Vascular alterations after intraocular VEGF-A injection. a Morphology of IB4-stained P6 wild-type retinal vessels at 4 h after administration of human VEGF-A165 (0.5 µl at a concentration of 5 μg μl−1). Note blunt appearance of the vessel front after VEGF-A injection but not for vehicle (PBS) control. Scale bar, 200 µm. b Quantitation of sprouts and filopodia at the front of the P6 vessel plexus after injection of VEGF-A165 or vehicle control. Error bars, s.e.m. p-values, Student’s t-test. c PDGFR beta+ (green) pericytes are unaffected by short-term VEGF-A administration, whereas VEGFR2 immunosignals (white) are increased in IB4+ (red) ECs (arrowheads). Images shown correspond to insets in a. Scale bar, 100 µm. d Quantitation of VEGFR2 immunosignals intensity in the peripheral plexus of P6 retinas after injection of VEGF-A165 or vehicle control. Error bars, s.e.m. p-values, Student’s t-test. e Confocal images showing increased Esm1 immunostaining (white) in IB4+ (red) ECs in the peripheral plexus (arrowheads) after VEGF-A injection in P6 pups. Scale bar, 200 µm. f VEGF-A165 injection-mediated increase of Esm1 immunosignals (normalized to IB4+ EC area) in the peripheral capillary plexus but not at the edge of the angiogenic front in comparison to PBS-injected controls at P6. Error bars, s.e.m. p-values, Student’s t-test. NS, not statistically significant. g Short-term VEGF-A165 administration leads to clustering of Erg1+ (green) and IB4+ (red) ECs, as indicated, in thick sprout-like structures of P6 retinas. Panels in the center and on the right (scale bar, 20 µm) show higher magnification of the insets on the left (scale bar, 100 µm). Dashed lines in panels on the right outline IB4+ vessels. h Quantitation of EC density in the leading front vessel and emerging sprouts of the P6 angiogenic front after injection of VEGF-A165 or vehicle control. Error bars, s.e.m. p-values, Student’s t-test Image collected and cropped by CiteAb from the following publication (https://pubmed.ncbi.nlm.nih.gov/29146905), licensed under a CC-BY license. Not internally tested by R&D Systems.

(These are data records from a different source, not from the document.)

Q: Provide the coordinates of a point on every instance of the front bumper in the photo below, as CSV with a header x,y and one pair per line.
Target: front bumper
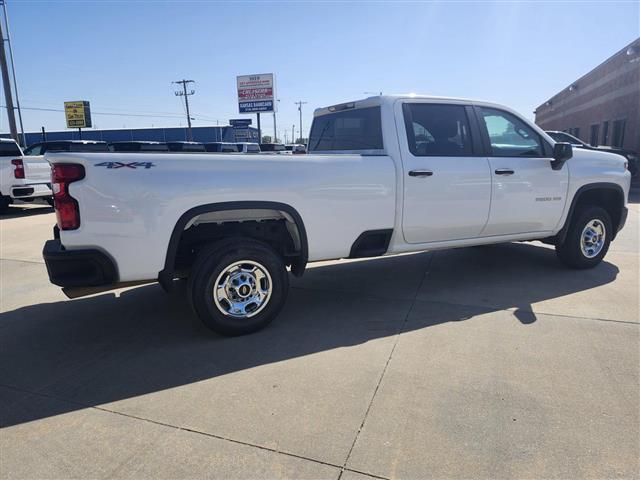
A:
x,y
78,268
623,218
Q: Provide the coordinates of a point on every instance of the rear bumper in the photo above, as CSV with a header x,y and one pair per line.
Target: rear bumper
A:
x,y
78,268
31,190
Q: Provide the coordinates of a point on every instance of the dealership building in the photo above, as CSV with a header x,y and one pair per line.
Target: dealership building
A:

Detection of PDGF R beta in Mouse Embryo Brain.

Formalin-fixed paraffin-embedded tissue sections of mouse embryo were probed for PDGFRb mRNA (ACD RNAScope Probe, catalog #411388; Fast Red chromogen, ACD catalog # 322750). Adjacent tissue section was processed for immunohistochemistry using goat anti-mouse PDGFRb polyclonal antibody (R&D Systems catalog # AF1042) at 1.7ug/mL with overnight incubation at 4 degrees Celsius followed by incubation with anti-goat IgG VisUCyte HRP Polymer Antibody (Catalog # VC004) and DAB chromogen (yellow-brown). Tissue was counterstained with hematoxylin (blue). Specific staining was localized to developing vasculature.